When it receives a SIGUSR1, dnsmasq writes statistics to
the system log. It writes the cache size, the number of names which have had
to removed from the cache before they expired in order to make room for new
names and the total number of names that have been inserted into the cache.
The number of cache hits and misses and the number of authoritative queries
answered are also given. For each upstream server it gives the number of
queries sent, and the number which resulted in an error. In
--no-daemon mode or when full logging is enabled
(--log-queries), a complete dump of the contents of the cache is
made.
The cache statistics are also available in the DNS as answers to
queries of class CHAOS and type TXT in domain bind. The domain names are
cachesize.bind, insertions.bind, evictions.bind, misses.bind, hits.bind,
auth.bind and servers.bind. An example command to query this, using the
dig utility would be
dig +short chaos txt cachesize.bind
When it receives SIGUSR2 and it is logging direct to a file (see
--log-facility ) dnsmasq will close and reopen the log file.
Note that during this operation, dnsmasq will not be running as root. When
it first creates the logfile dnsmasq changes the ownership of the file to
the non-root user it will run as. Logrotate should be configured to create a
new log file with the ownership which matches the existing one before
sending SIGUSR2. If TCP DNS queries are in progress, the old logfile will
remain open in child processes which are handling TCP queries and may
continue to be written. There is a limit of 150 seconds, after which all
existing TCP processes will have expired: for this reason, it is not wise to
configure logfile compression for logfiles which have just been rotated.

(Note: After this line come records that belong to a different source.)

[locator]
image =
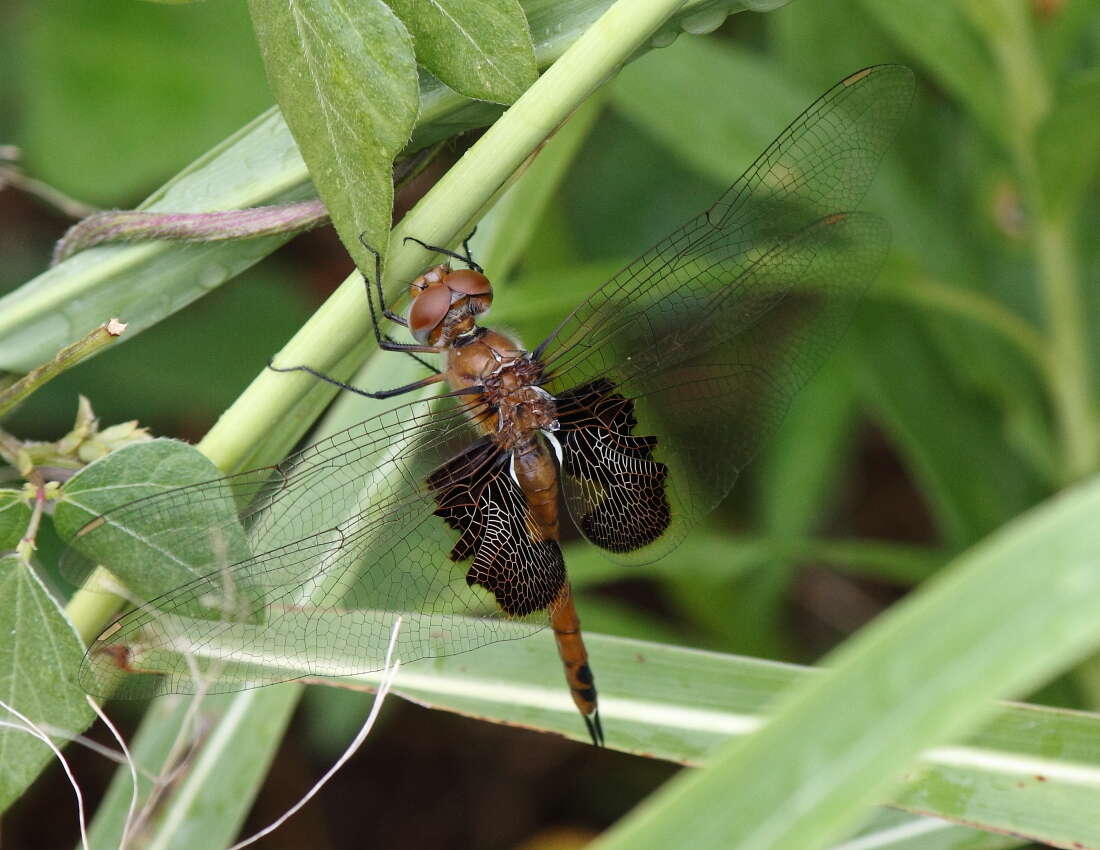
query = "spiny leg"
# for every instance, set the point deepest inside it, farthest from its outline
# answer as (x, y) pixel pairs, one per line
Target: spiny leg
(453, 254)
(385, 342)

Using logrotate, the required options are create and
delaycompress.
Dnsmasq is a DNS query forwarder: it is not capable of recursively
answering arbitrary queries starting from the root servers but forwards such
queries to a fully recursive upstream DNS server which is typically provided
by an ISP. By default, dnsmasq reads /etc/resolv.conf to discover the
IP addresses of the upstream nameservers it should use, since the
information is typically stored there. Unless --no-poll is used,
dnsmasq checks the modification time of /etc/resolv.conf (or
equivalent if --resolv-file is used) and re-reads it if it changes.
This allows the DNS servers to be set dynamically by PPP or DHCP since both
protocols provide the information. Absence of /etc/resolv.conf is not
an error since it may not have been created before a PPP connection exists.

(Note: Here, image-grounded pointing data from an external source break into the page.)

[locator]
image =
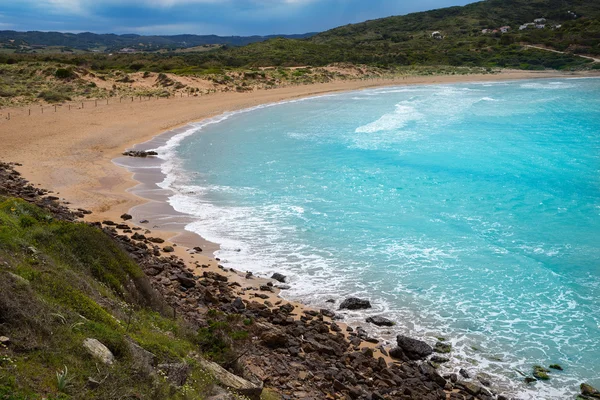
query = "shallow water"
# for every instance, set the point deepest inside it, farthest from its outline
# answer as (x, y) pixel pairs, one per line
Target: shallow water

Dnsmasq simply keeps checking in case /etc/resolv.conf is created at
any time. Dnsmasq can be told to parse more than one resolv.conf file. This
is useful on a laptop, where both PPP and DHCP may be used: dnsmasq can be
set to poll both /etc/ppp/resolv.conf and
/etc/dhcpc/resolv.conf and will use the contents of whichever changed
last, giving automatic switching between DNS servers.
Upstream servers may also be specified on the command line or in
the configuration file. These server specifications optionally take a domain
name which tells dnsmasq to use that server only to find names in that
particular domain.
In order to configure dnsmasq to act as cache for the host on
which it is running, put "nameserver 127.0.0.1" in
/etc/resolv.conf to force local processes to send queries to dnsmasq.
Then either specify the upstream servers directly to dnsmasq using
--server options or put their addresses real in another file, say
/etc/resolv.dnsmasq and run dnsmasq with the --resolv-file
/etc/resolv.dnsmasq option. This second technique allows for dynamic
update of the server addresses by PPP or DHCP.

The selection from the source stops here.